Não demorou um minuto para que o casal de fazendeiros nos recolhesse, de mala e cuia, pra dentro do casarão. Dona Zulmira  logo providenciou uma sopa suculenta e muito saborosa. A escuridão do campo logo nos convidou a ir logo pra cama, apagaram-se os lampiões e as lamparinas e passamos a noite naquela casa e com aquela família que, ambos, caíram do ceu. Pela manhã tomamos leite no curral, guiados pelo Iraci, mocinho esperto, que dominava a lida com vacas e bezerros, ganhando minha admiração. Meu pai conseguiu fazer o Pé-de-bode pegar, nos aboletamos dentro dele e muito agradecidos a tanta bondade e simpatia, voltamos pra casa, na cidade. O tempo passou, eu já cursava o ginásio, quando fui saber que aquela gente boa era da mesma família Marconi, da cidade.

Os Marconi, família provinda da Itália, mais precisamente da região de Mântova, tinham no Sr. Domício e na dona Dálice, o seu esteio. Ambos tiveram 11 filhos, sendo 4 homens e 7 mulheres. O mais velho dos homens era o Carlos.  O Sr. Umberto, o da fazenda, que todos chamavam de Alberto,  era irmão do Guilherme, marido da Dona Zita, que vinha da família Torres e tinham um casal de filhos: o Cléber e a Cleuza; moravam numa casa ali na Rua Padre Tarallo, vizinhos dos Brudenhausen. As Marconi, como eram conhecidas, moravam numa casa com varanda arredondada, logo ali na esquina do Grupo Escolar Júlio Ascânio Mallet e da Av. Florêncio Terra. Lembro-me bem da Maria, da Adelina, que tinha uma filha linda de dar gosto, a Ieda, lembro-me bem da Carmelina, da Julieta, da Clotilde e da Rosa.  Minha avó materna, Vó Nenê, foi vizinha delas por largo tempo, o que propiciou uma forte amizade entre as duas famílias. Também me lembro do Romeu, um dos mais novos da família, que morava ali por perto, numa casa que ficava pra cima do Tiro de Guerra (hoje Câmara Municipal). O Romeu  era conhecido como Romeuzinho Marconi.  Curiosamente, no mesmo quarteirão, lá na esquina da Av. 7 de Setembro com a Av. dos Amaros, bem defronte à casa de minha avó Nenê, ficava a casa e a oficina mecânica de outro Sr. Marconi, que não tinha nenhum parentesco com a família do Sr. Domício.  O José, filho daquele mecânico, fez carreira de locutor no Rádio, começando na nossa ZYQ-4 e alcançando, com sua bela voz e dicção impecável,  o horário nobre da Rádio Record de São Paulo, nos seus tempos áureos. Os itapolitanos tinham muito orgulho deste filho da terra.

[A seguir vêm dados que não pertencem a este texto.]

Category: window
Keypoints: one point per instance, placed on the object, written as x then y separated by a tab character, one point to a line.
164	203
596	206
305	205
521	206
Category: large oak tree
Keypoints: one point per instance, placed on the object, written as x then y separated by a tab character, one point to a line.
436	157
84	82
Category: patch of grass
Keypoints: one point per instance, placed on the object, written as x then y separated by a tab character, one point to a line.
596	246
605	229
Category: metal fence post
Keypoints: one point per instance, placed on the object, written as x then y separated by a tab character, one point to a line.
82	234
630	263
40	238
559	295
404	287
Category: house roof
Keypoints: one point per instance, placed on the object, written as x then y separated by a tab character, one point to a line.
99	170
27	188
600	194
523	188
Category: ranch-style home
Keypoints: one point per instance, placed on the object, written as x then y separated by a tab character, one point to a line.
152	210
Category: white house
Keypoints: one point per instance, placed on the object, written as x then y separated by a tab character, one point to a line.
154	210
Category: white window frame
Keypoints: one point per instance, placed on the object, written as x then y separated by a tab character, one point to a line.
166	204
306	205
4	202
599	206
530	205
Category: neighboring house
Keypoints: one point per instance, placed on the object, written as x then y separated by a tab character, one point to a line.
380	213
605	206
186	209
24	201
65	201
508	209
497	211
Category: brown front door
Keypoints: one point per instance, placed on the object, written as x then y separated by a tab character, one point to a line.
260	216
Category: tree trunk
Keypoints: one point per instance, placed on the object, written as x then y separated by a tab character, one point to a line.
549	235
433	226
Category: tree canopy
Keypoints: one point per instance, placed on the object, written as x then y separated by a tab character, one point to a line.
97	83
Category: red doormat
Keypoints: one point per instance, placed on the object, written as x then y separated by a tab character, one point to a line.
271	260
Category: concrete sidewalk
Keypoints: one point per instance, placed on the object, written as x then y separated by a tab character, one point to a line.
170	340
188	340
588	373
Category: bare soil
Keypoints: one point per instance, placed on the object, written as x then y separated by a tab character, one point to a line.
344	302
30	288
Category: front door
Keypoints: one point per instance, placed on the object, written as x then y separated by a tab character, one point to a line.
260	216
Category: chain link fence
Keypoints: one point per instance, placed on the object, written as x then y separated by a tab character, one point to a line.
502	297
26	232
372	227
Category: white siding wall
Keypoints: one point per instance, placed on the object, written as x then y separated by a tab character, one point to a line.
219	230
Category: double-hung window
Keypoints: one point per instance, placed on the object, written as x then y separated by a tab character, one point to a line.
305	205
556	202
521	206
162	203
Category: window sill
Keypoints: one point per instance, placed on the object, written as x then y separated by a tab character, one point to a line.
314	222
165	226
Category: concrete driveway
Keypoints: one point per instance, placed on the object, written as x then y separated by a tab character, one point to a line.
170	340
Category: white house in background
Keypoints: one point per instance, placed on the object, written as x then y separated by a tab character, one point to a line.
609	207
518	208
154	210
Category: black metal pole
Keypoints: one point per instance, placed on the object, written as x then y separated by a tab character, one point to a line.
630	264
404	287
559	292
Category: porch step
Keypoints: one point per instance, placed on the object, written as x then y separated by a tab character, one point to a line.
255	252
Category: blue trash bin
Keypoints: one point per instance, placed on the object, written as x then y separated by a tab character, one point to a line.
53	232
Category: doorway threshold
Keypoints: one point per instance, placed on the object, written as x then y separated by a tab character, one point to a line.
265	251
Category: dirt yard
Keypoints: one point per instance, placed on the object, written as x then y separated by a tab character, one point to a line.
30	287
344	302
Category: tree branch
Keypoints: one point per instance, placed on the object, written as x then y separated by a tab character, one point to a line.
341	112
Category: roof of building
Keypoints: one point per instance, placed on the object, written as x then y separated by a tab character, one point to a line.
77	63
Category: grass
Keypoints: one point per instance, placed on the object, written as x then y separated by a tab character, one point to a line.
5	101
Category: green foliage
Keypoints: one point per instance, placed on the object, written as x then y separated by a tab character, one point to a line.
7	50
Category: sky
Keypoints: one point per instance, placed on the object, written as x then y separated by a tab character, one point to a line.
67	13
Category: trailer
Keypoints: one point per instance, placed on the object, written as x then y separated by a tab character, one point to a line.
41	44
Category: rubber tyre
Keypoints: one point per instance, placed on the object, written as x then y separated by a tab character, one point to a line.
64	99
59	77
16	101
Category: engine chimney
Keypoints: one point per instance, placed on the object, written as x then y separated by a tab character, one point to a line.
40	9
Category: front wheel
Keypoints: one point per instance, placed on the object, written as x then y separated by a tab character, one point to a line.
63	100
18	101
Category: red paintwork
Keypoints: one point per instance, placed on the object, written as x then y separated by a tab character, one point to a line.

No ginásio eu pude conhecer melhor o Iraci, o menino esperto com jeito de vaqueiro. A lembrança daquela noite memorável nos levou a ser amigos, embora nem tão chegados, dadas as circunstâncias, morávamos longe um do outro. Mas sempre sobrava uma troca de sorrisos e os acenos amistosos. O Bertinho já pertencia à geração mais jovem. Mas, isto não me impediu de conhecer seus dotes de moço generoso,  gentil e de conduta irreprimível. A Cida, de uma geração acima da nossa, se destacava na prática de basquete e de vôlei.

Assim como os Marconi, famílias numerosas e de participação positiva no desenvolvimento de nossa cidade cento-e-cinquentona, como os Mallet Cyrino, como a família Porto, os irmãos Ceraico, os Romanini, os Miqueletti, os Manicardi, os Santoro, os Martelli, os Renesto, os Pace, os Gianzanti, os Nori, a família Cavichiolli, os Dal Rovere, a família Rodeguer,  enfim tanta gente boa e operosa que, com inúmeras famílias que ainda não citei, fizeram parte da grandeza de nossa cidade. E olhem que eu só falo dos tempos idos, anos 30, 40 e 50. Nesta época, muitas das famílias que hoje formam a população de nossa cidade, vivam nos sítios e nas fazendas e não estava ao meu alcance conhecê-las bem.